Here's the short version, because it's the part that matters: stop watching average latency. It is the single most reassuring and least useful number on your dashboard. It will sit there at a comfortable 40ms while a meaningful slice of your users are waiting two seconds, and it will do it with a straight face.
I learned this properly on a service that everyone agreed was "fast". The mean response time was about 45ms and the graph was flat and green. Meanwhile support kept getting the occasional ticket about pages that hung. The two facts sat next to each other for weeks because nobody connected them, because the average said there was nothing to connect.
the maths is against the average
Latency distributions are not symmetric. They can't be. There's a floor, you can't serve a request in negative time, but no ceiling, a request can always be slower. So the distribution has a long tail to the right, and the mean gets dragged toward that tail in a way that hides where most requests actually live.

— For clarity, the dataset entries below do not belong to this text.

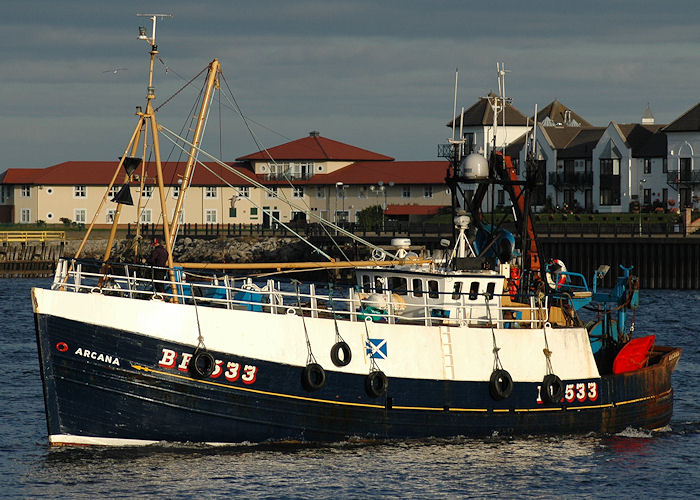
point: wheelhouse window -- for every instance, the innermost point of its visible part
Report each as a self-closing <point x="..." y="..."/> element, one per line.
<point x="433" y="292"/>
<point x="474" y="290"/>
<point x="366" y="284"/>
<point x="417" y="287"/>
<point x="457" y="290"/>
<point x="398" y="285"/>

Worse, the average smears the rare slow request across all the fast ones until it disappears. If 99 requests take 20ms and one takes two seconds, the mean is about 40ms. Looks fine. But one in a hundred of your users just had a genuinely bad time, and on a page that fires twenty backend calls, a fair number of page loads will hit that slow path at least once. The slow tail is contagious across a request that fans out.
percentiles tell you who's hurting
The fix is to stop summarising with one number and start looking at percentiles. p50 is the median, the experience of a typical request. p95 and p99 are the slow tail, the experience of your unluckiest users. The gap between p50 and p99 is the bit the average eats.
On that "fast" service, the numbers told a very different story once I pulled them:
p50 18ms
p90 31ms
p95 52ms
p99 1240ms
p999 3100ms
A median of 18ms and a p99 of over a second. The average of 45ms sat between them looking innocent. Roughly one request in a hundred was over a second, and one in a thousand was over three. On a busy service that's not a rounding error, it's thousands of bad experiences a day, neatly hidden by a green graph.
why you can't average percentiles
A trap I fell into early: you cannot average percentiles across hosts or time buckets. If box A has a p99 of 100ms and box B has a p99 of 900ms, the fleet p99 is not 500ms. Percentiles don't work like that. To get a real aggregate you need the underlying distribution, which in practice means histograms.
This is why the tooling that's getting popular now stores latency as histogram buckets rather than pre-computed percentiles. You record how many requests fell into each bucket, then compute the percentile across the merged buckets at query time. Prometheus does exactly this with its histogram type and histogram_quantile, and it's the right shape for the problem. You lose a little precision to the bucket boundaries and you gain the ability to actually aggregate honestly.
The practical cost is you have to choose your buckets to bracket the latencies you care about. Default buckets that top out at 10ms are useless on a service whose interesting behaviour is at the one-second mark. Set the boundaries around your tail, not your median.
coordinated omission, the one that gets everyone
There's a subtler trap that even careful people fall into, and Gil Tene has spent years banging the drum about it: coordinated omission. If your load generator sends a request, waits for the response, then sends the next one, it accidentally stops sending requests exactly when the system is slow. So your slowest moments are under-sampled, because the measuring tool politely backed off during them. Your p99 comes out flattering because the worst periods barely got measured.
The same thing happens in production monitoring that only times requests that completed. The requests that timed out, or that queued so long the user gave up and refreshed, often don't make it into the histogram at all. The very events you most want to see are the ones most likely to be missing. So treat a suspiciously clean tail with suspicion, and check whether your measurement is quietly excluding the bad cases.
what I actually changed
Three things, in order of how much they helped.
First, every latency dashboard now shows p50, p95 and p99 as separate lines, and the average is gone. Not demoted, gone. If I want a single headline number it's p99, because that's the promise I'm actually making to users.
Second, alerts fire on the tail, not the mean. A p99 creeping past a threshold is an early warning; a rising average is a thing you notice once it's already bad.
Third, I went and found that p99 on the original service. It turned out to be a connection pool that was too small, so under load a fraction of requests sat waiting for a free connection while the rest sailed through. Invisible in the average, obvious in the tail. Bumped the pool, and p99 dropped from 1.2 seconds to 60ms. The mean barely moved, which tells you everything about how much the mean was ever telling me.
The point isn't that percentiles are clever. It's that the average was always answering a question nobody asked. Your users don't experience the mean. They experience their own request, and some of them are out in the tail wondering why your fast service is so slow.